Hoagy's stijl van jazz werd al bijna geschiedenis, en van
de bebop moest hij niets hebben, toen Carmichael aan
een nieuwe carrière in Hollywood begon. Eerst alleen
voor de muziek. Was er een pianist nodig dan zat
Hoagy Carmichael klaar op de set.
Maar tussen Humphrey Bogart en Lauren Bacall groeide
die pianorol uit tot een echte rol in de Hemingwayverfilming 'To have and to have not'.
En componist Carmichael belandde tegen een
honorarium van duizend dollar per week ook nog op de
Hollywood-payroll als acteur.
De films 'Night song', 'Canyon Passage' en de western
'Laramie' volgden.
En o ja, later zou Ian Fleming in zijn boek 'Moonraker'
schrijven dat James Bond eigenlijk het meest op Hoagy
Carmichael leek.
Voor Carmichael was de cirkel eigenlijk rond met de
opnames van de film ‘Young man with a horn'.
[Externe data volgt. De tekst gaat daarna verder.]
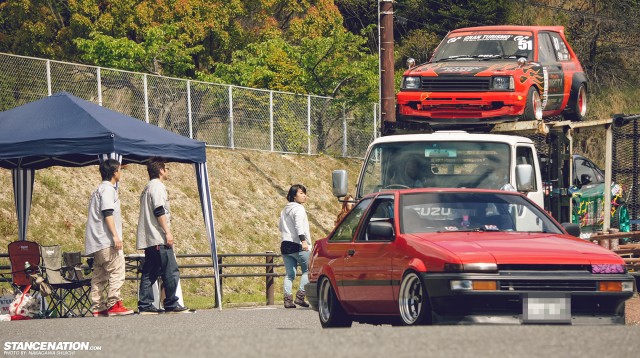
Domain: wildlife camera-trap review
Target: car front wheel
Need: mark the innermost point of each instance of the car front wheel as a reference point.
(413, 301)
(578, 109)
(330, 310)
(533, 107)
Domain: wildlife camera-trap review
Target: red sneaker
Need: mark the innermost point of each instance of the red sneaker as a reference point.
(104, 313)
(119, 310)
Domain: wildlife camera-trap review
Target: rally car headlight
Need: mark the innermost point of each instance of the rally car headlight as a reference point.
(503, 83)
(411, 82)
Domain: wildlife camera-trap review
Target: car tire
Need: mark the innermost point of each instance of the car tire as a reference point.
(330, 309)
(533, 107)
(413, 301)
(577, 110)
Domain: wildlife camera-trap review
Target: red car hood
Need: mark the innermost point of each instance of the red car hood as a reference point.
(523, 248)
(467, 68)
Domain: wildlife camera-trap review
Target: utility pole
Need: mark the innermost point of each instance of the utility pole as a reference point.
(387, 85)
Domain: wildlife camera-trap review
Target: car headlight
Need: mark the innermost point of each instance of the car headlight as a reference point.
(503, 83)
(411, 82)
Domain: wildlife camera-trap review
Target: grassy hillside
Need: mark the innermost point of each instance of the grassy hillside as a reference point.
(248, 190)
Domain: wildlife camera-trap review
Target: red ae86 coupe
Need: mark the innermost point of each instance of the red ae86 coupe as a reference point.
(495, 74)
(452, 256)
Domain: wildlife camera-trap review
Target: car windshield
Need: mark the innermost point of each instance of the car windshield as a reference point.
(435, 164)
(485, 45)
(472, 211)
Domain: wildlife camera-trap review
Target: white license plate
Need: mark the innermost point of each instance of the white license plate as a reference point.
(546, 307)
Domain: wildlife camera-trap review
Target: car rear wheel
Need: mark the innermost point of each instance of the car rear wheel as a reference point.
(578, 109)
(330, 310)
(413, 301)
(533, 107)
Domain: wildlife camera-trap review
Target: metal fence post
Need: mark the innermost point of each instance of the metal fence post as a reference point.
(218, 304)
(231, 117)
(99, 78)
(271, 118)
(375, 121)
(270, 279)
(189, 112)
(309, 125)
(146, 98)
(48, 77)
(344, 129)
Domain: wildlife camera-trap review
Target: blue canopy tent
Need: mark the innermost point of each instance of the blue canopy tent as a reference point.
(64, 130)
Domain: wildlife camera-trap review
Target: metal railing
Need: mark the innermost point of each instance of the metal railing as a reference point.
(219, 115)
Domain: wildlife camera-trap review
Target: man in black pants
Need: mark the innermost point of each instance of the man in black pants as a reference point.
(155, 237)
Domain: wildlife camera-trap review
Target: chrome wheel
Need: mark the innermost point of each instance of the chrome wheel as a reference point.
(330, 310)
(324, 304)
(537, 105)
(581, 105)
(412, 300)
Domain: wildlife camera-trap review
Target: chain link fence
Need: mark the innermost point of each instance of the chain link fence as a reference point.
(590, 142)
(219, 115)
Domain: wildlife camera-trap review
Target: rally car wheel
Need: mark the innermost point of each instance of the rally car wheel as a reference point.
(578, 109)
(330, 310)
(533, 107)
(413, 301)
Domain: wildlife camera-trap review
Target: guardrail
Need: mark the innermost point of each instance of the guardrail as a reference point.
(134, 264)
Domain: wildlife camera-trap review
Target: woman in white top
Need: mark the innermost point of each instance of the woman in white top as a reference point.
(295, 244)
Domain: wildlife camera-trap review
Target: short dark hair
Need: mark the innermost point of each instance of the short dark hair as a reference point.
(293, 191)
(154, 166)
(108, 169)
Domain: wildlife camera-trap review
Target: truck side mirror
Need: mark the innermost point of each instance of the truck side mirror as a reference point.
(524, 177)
(339, 181)
(572, 229)
(380, 231)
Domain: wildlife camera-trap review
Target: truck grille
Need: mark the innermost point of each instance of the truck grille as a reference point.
(540, 285)
(455, 84)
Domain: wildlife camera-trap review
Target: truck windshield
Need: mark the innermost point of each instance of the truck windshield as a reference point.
(485, 45)
(435, 165)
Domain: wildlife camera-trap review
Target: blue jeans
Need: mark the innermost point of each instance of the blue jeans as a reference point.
(159, 261)
(291, 261)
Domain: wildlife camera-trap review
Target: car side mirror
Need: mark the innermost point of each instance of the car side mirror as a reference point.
(524, 177)
(380, 231)
(572, 229)
(339, 181)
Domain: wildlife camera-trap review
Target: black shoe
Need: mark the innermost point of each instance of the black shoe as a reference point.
(150, 310)
(176, 309)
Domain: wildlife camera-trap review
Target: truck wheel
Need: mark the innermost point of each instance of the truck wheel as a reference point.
(577, 109)
(533, 108)
(330, 309)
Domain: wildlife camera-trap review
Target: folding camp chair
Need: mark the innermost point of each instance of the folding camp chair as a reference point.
(24, 257)
(69, 297)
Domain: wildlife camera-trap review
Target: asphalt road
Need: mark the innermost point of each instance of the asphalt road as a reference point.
(276, 332)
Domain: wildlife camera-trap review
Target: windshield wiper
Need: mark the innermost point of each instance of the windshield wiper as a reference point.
(475, 229)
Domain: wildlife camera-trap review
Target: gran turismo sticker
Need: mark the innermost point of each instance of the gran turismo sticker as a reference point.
(486, 38)
(460, 69)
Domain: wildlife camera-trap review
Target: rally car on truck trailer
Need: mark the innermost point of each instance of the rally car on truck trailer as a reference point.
(493, 74)
(460, 256)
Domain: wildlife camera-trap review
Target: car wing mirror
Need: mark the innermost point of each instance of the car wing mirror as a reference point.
(524, 177)
(339, 181)
(380, 231)
(585, 179)
(572, 229)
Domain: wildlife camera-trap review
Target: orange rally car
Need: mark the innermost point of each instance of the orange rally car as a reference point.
(493, 74)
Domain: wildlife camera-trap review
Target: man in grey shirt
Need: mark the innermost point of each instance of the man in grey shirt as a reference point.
(155, 237)
(103, 240)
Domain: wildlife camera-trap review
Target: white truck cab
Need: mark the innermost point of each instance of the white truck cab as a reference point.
(448, 159)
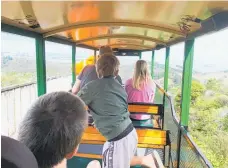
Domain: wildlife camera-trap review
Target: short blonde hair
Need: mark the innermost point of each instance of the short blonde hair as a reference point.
(141, 74)
(107, 65)
(105, 50)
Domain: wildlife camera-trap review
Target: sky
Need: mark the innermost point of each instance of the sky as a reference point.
(210, 51)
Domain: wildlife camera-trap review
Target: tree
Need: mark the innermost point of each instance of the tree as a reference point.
(213, 84)
(197, 90)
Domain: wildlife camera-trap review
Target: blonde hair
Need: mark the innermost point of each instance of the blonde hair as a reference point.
(107, 65)
(141, 74)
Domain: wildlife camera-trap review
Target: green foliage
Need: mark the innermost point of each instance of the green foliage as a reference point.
(225, 123)
(197, 90)
(17, 78)
(221, 100)
(208, 129)
(213, 84)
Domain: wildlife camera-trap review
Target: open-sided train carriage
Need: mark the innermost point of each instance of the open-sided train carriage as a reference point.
(130, 28)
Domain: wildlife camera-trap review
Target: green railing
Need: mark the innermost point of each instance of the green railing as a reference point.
(184, 153)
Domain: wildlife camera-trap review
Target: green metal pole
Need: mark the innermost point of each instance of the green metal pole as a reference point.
(152, 64)
(73, 64)
(187, 81)
(40, 65)
(140, 55)
(166, 75)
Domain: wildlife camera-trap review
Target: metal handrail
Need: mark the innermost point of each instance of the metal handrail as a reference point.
(26, 84)
(186, 134)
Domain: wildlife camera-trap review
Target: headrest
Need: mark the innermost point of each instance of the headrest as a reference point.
(16, 155)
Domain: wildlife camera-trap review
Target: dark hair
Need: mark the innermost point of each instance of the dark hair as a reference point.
(107, 65)
(53, 127)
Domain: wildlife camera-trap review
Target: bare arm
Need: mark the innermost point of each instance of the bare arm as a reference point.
(154, 90)
(76, 87)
Want die film was - weliswaar zeer vrij - gebaseerd op
het leven van die nu legendarische jeugdvriend van
rechtenstudent Hoagy: trompettist Bix Beiderbecke.
Kirk Douglas mimede de muzikale hoofdrol van het
vroeggestorven jonge genie dat de weg zou kwijt raken
tussen drank en dames. Achter de schermen blies Harry
James de échte trompetsolo's en Hoagy Carmichael zelf
zat op de vertelstoel van dat Hollywood-melodrama.
Over de man bij wie 't voor hem allemaal begon.
En naar wie hij zijn eigen zoon zou vernoemen, Hoagy
Bix Carmichael.
Indirect dankzij Bix kreeg de jazz er een aantal
schitterende 'standards' bij.
En, meneer aan de bar, let op met wat een persoonlijk
plezier Louis Armstrong en Jack Teagarden samen
plaatsnemen in Hoagy's schommelstoel.